OK, so here is some completely untested code, generalized for any kind of node, handling all links coming into the node (source links) and all links going out of the node (destination links) and all links that go directly from source ports to destination ports:
public void ShowNode(IGoNode B, bool show) {
B.GoObject.Visible = show;
foreach (IGoLink inlink in B.SourceLinks) {
// change the Visible property for all of B’s input links
inlink.GoObject.Visible = show;
IGoPort src = inlink.FromPort;
foreach (IGoLink outlink in B.DestinationLinks) {
// change the Visible property for all of B’s output links
outlink.GoObject.Visible = show;
// find any links that directly connect source ports to destination ports
IGoPort dst = outlink.ToPort;
foreach (IGoLink direct in src.DestinationLinks) {
if (direct.ToPort == dst) {
// and give them the opposite Visible property value
direct.GoObject.Visible = !show;
Pardon me if there are any bugs; I hope you get the idea for how to traverse a graph.

thank you very much…
you have just answered one of my questions in advance… well done ;-)

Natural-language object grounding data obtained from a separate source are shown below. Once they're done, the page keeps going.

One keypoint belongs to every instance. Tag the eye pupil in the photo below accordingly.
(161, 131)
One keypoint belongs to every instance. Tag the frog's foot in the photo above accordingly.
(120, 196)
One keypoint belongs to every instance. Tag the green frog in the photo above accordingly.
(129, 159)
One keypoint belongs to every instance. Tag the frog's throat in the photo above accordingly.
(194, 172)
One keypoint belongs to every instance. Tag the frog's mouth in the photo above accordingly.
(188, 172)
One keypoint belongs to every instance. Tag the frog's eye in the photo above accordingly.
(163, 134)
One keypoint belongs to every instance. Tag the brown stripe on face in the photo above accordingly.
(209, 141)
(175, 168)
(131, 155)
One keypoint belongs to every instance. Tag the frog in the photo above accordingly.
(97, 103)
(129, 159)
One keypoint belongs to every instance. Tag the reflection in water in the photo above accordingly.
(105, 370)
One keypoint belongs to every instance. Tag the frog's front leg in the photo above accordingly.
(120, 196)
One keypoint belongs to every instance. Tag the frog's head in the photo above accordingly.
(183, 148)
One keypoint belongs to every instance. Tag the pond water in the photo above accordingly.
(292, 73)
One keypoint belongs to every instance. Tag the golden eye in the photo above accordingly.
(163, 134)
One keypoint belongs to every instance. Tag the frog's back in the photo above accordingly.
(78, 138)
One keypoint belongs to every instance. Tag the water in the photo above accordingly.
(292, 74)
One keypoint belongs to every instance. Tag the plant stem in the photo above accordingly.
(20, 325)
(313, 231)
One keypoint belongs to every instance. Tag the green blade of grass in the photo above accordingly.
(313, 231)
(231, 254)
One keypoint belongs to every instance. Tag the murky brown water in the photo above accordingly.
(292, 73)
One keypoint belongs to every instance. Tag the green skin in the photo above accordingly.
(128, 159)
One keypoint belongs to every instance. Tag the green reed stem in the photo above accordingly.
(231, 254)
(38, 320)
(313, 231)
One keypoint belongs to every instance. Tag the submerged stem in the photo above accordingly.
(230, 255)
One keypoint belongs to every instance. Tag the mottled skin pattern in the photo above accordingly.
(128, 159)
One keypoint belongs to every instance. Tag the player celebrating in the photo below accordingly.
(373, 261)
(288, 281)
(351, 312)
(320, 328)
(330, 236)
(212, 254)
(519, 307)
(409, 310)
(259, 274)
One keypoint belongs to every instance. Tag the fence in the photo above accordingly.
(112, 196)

I was wondering if it had any re-linking algorithm…
if a…b…c…d are connected… I want to show a… b… c… d as one node only and maintain the links incoming from a and outgoing from d… is that possible?

Are you trying to achieve something different than what you described in your original post? Or can you get what you want by hiding B, C, and D, using the code I posted earlier, and making sure there are links from A to all of D’s destinations?